A Maryland eviction notice is a document used by landlords or property management companies before starting the eviction process. The form must be written according to Maryland state law, outline the lease term violations (like failure to pay rent by the due date), and give your tenant the legally required time to respond or vacate the property.
Download a free eviction notice customized for Maryland state law below in MS Word (.docx) or Adobe PDF format.
Eviction Laws & Requirements
- Eviction Lawsuit: Maryland Real Property Code §§ 8-401 – 8-402.1.
- Grace Period for Rent Payment: No grace period for non-payment of rent unless stated in the lease agreement (§ 8-401).
- Late or Non-Payment of Rent Notice: 10 days (§ 8-401).
- Non-Compliance with Lease Notice: 30 days (§ 8-402.1(a)(1)(i)2.A).
- Dangerous or Harmful Activity Notice: 14 days (§ 8-402.1(a)(1)(i)2.B).
- Substantial Damage to Property Notice: 14 days (§ 8-402.1(a)(1)(i)2.B).
- Lease Termination (Month-to-Month) notice: 60 days (§ 8-402).
How to Evict a Tenant in Maryland
An eviction action (otherwise known as a Wrongful Detainer Action) in Maryland should be guided by Maryland Real Property Code §§ 8-401 through 8-402.1.
Step 1- Send Eviction Notice
If the tenant violates any lease terms or you want to end a month-to-month tenancy, you or your attorney must first provide the appropriate type of eviction notice. The type of Maryland eviction notice you select depends on the lease violation and the provisions in the original rental agreement.

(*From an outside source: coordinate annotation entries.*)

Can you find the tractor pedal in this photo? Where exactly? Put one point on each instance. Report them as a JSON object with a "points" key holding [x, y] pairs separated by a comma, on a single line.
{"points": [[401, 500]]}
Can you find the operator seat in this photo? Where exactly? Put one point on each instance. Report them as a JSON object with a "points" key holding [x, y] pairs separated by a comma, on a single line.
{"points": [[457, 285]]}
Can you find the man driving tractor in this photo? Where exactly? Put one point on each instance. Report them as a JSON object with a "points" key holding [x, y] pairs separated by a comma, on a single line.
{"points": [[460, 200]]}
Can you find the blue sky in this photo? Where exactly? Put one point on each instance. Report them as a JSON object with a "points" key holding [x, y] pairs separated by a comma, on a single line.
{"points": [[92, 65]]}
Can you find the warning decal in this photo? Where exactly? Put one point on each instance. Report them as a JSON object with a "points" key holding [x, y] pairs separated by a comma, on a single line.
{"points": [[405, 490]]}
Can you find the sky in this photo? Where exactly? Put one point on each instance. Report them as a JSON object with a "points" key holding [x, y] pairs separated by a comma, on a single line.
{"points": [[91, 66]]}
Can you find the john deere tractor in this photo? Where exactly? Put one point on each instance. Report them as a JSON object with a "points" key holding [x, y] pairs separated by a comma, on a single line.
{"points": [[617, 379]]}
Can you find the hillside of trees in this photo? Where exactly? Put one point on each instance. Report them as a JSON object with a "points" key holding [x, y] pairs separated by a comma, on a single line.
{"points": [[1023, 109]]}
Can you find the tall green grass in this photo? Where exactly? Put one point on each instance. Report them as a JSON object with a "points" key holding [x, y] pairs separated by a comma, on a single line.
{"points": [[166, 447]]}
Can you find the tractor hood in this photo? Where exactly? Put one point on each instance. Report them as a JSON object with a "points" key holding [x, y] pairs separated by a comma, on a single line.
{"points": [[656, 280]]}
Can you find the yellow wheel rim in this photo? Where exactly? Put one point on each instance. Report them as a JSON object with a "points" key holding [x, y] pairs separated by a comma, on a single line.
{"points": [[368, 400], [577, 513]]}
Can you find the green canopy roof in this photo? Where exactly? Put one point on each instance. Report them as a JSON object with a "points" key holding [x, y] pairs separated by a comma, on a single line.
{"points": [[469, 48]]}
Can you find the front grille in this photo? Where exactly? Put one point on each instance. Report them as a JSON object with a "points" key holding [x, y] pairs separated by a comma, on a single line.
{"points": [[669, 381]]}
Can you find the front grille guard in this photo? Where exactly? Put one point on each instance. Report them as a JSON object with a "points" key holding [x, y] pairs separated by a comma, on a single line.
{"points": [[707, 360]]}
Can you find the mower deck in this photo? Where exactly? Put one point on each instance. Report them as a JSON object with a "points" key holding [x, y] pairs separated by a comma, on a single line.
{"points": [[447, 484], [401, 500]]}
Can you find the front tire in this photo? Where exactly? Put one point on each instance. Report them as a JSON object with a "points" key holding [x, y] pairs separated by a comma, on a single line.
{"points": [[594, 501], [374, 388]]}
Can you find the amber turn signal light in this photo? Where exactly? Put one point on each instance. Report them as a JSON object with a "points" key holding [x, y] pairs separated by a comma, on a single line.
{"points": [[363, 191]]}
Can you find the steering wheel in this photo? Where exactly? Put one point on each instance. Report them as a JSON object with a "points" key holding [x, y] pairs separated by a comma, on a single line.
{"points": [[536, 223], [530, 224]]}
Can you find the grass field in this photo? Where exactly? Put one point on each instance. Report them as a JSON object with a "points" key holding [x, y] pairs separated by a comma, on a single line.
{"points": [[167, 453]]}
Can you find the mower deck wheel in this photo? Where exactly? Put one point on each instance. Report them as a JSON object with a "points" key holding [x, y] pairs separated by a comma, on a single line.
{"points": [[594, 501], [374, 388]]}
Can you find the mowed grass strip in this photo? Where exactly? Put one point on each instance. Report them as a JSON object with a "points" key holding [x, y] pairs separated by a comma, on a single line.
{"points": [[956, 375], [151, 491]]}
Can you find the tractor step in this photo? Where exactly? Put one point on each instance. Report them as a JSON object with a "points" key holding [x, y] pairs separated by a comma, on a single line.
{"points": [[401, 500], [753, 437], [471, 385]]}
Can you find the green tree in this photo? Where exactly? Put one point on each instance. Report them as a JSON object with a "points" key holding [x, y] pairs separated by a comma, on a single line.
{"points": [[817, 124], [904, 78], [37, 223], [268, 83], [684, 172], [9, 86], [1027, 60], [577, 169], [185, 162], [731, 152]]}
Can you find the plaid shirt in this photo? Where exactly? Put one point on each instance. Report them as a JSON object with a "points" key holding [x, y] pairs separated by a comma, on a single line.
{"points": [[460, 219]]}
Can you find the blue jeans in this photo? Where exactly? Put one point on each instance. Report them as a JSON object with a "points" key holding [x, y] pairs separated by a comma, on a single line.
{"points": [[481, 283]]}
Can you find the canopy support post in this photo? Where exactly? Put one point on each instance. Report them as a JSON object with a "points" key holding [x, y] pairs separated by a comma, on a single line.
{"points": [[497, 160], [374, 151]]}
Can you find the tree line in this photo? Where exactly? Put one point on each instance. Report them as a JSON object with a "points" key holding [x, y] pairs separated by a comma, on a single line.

It should be sent by first-class certified mail, affixed to the property door, or by electronic delivery (if the tenant previously agreed to the electronic method).
Step 2 – File Initial Court Documents for Eviction
If the tenant doesn’t comply with the eviction notice, you can request the required court forms for an eviction action from the appropriate District Court based on where the property is located.
The written notice or complaint must include the address of the leased premises, details of the tenancy, and reasons for the eviction, including, if relevant, how much rent is due. Along with the initial court forms, you must also pay a filing fee, depending on the type of eviction and where the property is located.
Step 3 – Serve Tenant
The tenant must be given a copy of the documents the landlord filed in court. The landlord can request the local county sheriff deliver the Complaint and District Court Summons to the tenant, either in person or through first-class certified mail. The tenant must appear before a judicial officer on a specific court date to respond to the eviction action.
If the eviction is based on non-payment of rent, the tenant can stop the eviction by paying rent in full, along with any late fees and court costs, by the day of the trial. The eviction stops if the tenant pays rent in full before the judge makes a final judgment.
Step 4 – Court Judgement
If the tenant doesn’t appear in court (results in a default judgment for the landlord) or the judge rules in favor of the landlord, the court will enter a judgment for possession. The tenant is allowed four (4) business days to leave the property.
Step 5 – Petition for Warrant
If the tenant fails to vacate the property within four (4) business days, the landlord must file a Petition for Warrant of Restitution, which can only be obtained from the District Court. The landlord provides the signed warrant to the sheriff’s department, which may evict the tenant.
Related Maryland Court Forms
Maryland requires physical copies of court forms to be obtained in person. However, there are a couple of samples available on the Maryland Court website for reference:
- Notice of Intent to File a Complaint for Summary Ejectment (Failure to Pay Rent) (DC-CV-115).
- Sample Complaint, Failure to Pay Rent Form (DC-CV-082): The act of filing a complaint must be completed by the landlord or their lawyer and include the reason/s for eviction. It must be filed with the District Court in the county where the property is located.
- Petition for Warrant of Restitution (DC-CV-081): Once approved by the court, this form lets a landlord have the sheriff remove their tenant if they refuse to vacate the property.
- The eviction must occur within 60 days after the court orders the Warrant of Restitution, and you must file the request for such a Warrant within 60 days of the court’s original judgment. Eviction proceedings cannot take place on a Sunday or holiday.